Commonwealth secures guilty verdict of West Lampeter Township man for stabbing father following jury trial
A Lancaster County jury convicted a West Lampeter Township of stabbing his own father following a three-day trial this month.
The jury found Russell Woodrow Adams-Nicholls, of the 300 block of Crestline Drive, guilty on Sept. 12 of aggravated assault, simple assault and recklessly endangering another person. Judge Merill Spahn, who presided over the trial, is scheduled to sentence Adams-Nicholls at a later date.
Adams-Nicholls, 45, repeatedly punched and then stabbed his 80-year-old father in the neck at his father’s Manheim Township residence the evening of Dec. 10, 2024. The stabbing caused Adams-Nicholls’ father significant blood loss and required life-saving surgery which necessitated that he be intubated and sedated and left him hospitalized for four days.
Testifying in his own defense, Adams-Nicholls claimed he went to his father’s residence in the 600 block of Chatham Way that day “an emotional mess.” Though he claimed he was unsure what specifically caused him to lose his temper, Adams-Nicholls admitted that their interaction was “heated” and quickly turned physical.
After punching his father three times, Adams-Nicholls testified that he grabbed a knife and started to “flail” his arms with the weapon in-hand when “all of a sudden there was an enormous amount of blood” emerging from his father’s neck. Earlier in the trial the victim had testified that Adams-Nicholls had selected a knife and then deliberately slashed him with it.
“It was bananas,” Adams-Nicholls told the court. First Assistant District Attorney Travis Anderson, who prosecuted the case, told the jury Adams-Nicholls’ testimony was “rubbish.”
Regardless of whether or not Adams-Nicholls specifically intended to harm his father, Anderson told the jury in his closing argument, “he did a monstrous thing in this instance.” Anderson quoted Adams-Nicholls’ own testimony that he “bashed” his father multiple times and his own admission to having a “long-standing, deep-seated” frustration with him.
In his testimony Adams-Nicholls also claimed he attempted to retrieve a belt to create a makeshift tourniquet after the stabbing and had always intended to drive his father to the hospital before his father took the keys and drove himself.

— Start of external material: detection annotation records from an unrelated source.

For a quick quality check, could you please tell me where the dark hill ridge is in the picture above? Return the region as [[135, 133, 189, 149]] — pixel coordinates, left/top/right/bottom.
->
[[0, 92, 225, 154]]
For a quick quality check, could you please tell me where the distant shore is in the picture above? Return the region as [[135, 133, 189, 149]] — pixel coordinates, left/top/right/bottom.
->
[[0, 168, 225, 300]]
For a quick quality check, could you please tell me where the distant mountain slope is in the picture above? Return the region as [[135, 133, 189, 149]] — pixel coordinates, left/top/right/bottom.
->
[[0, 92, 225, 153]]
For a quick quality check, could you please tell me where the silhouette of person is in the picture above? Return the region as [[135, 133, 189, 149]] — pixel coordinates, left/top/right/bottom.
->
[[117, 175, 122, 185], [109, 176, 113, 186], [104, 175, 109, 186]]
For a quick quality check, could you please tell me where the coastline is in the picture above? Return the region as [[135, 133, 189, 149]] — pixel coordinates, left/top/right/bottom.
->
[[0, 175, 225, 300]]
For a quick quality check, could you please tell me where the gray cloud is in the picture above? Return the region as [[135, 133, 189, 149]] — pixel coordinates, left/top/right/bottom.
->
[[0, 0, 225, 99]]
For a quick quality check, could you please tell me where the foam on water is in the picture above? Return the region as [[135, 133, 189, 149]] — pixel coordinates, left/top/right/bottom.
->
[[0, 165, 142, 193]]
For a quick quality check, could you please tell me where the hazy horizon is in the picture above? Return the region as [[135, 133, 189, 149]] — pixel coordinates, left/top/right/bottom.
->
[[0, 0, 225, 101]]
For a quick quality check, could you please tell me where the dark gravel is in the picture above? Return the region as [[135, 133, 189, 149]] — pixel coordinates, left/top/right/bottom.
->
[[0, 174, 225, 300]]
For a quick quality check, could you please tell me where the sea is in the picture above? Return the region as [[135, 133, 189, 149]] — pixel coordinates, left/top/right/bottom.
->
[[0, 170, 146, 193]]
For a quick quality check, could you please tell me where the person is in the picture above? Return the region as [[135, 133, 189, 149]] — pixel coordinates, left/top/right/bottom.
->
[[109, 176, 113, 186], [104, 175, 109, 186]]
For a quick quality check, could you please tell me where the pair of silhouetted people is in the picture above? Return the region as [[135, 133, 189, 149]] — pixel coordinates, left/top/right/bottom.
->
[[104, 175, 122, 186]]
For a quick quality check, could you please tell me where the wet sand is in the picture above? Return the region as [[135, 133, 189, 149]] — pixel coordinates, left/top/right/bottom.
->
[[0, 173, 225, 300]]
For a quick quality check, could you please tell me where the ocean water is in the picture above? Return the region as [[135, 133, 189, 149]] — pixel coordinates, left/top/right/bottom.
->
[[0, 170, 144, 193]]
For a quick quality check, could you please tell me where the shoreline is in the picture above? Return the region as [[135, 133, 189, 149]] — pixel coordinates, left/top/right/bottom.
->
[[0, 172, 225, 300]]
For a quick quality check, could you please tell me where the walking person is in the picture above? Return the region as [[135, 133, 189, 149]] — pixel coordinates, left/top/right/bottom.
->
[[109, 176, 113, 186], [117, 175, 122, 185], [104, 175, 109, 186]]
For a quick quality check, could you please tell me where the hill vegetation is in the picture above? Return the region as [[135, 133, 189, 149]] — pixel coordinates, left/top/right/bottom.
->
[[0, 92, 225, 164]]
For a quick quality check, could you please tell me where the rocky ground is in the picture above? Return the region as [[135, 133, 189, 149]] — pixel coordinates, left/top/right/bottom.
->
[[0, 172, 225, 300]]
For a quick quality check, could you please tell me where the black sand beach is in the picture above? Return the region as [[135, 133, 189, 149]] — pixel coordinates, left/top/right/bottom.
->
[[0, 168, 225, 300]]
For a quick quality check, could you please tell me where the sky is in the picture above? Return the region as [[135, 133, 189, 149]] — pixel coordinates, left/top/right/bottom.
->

Anderson countered that not only did Adams-Nicholls not have the medical knowledge to create such a tourniquet, but he also never attempted to contact a neighbor for help even though he knew his father was bleeding profusely and driving alone to a hospital. Anderson also brought attention to Adams-Nicholls’ actions after the stabbing when he claimed he washed the knife used in the attack and put it away before fleeing the residence – to which Adams-Nicholls testified that “if there’s a dirty dish, I’m going to wash it.”
The jury returned a guilty verdict after about two hours of deliberation.
Following the verdict Judge Spahn granted Anderson’s request that Adams-Nicholls’ bail be increased from $500,000 to $1 million.
Assistant District Attorney Kylie Scott assisted in the prosecution.
Manheim Township Police Det. Jonathan Martin filed the charges.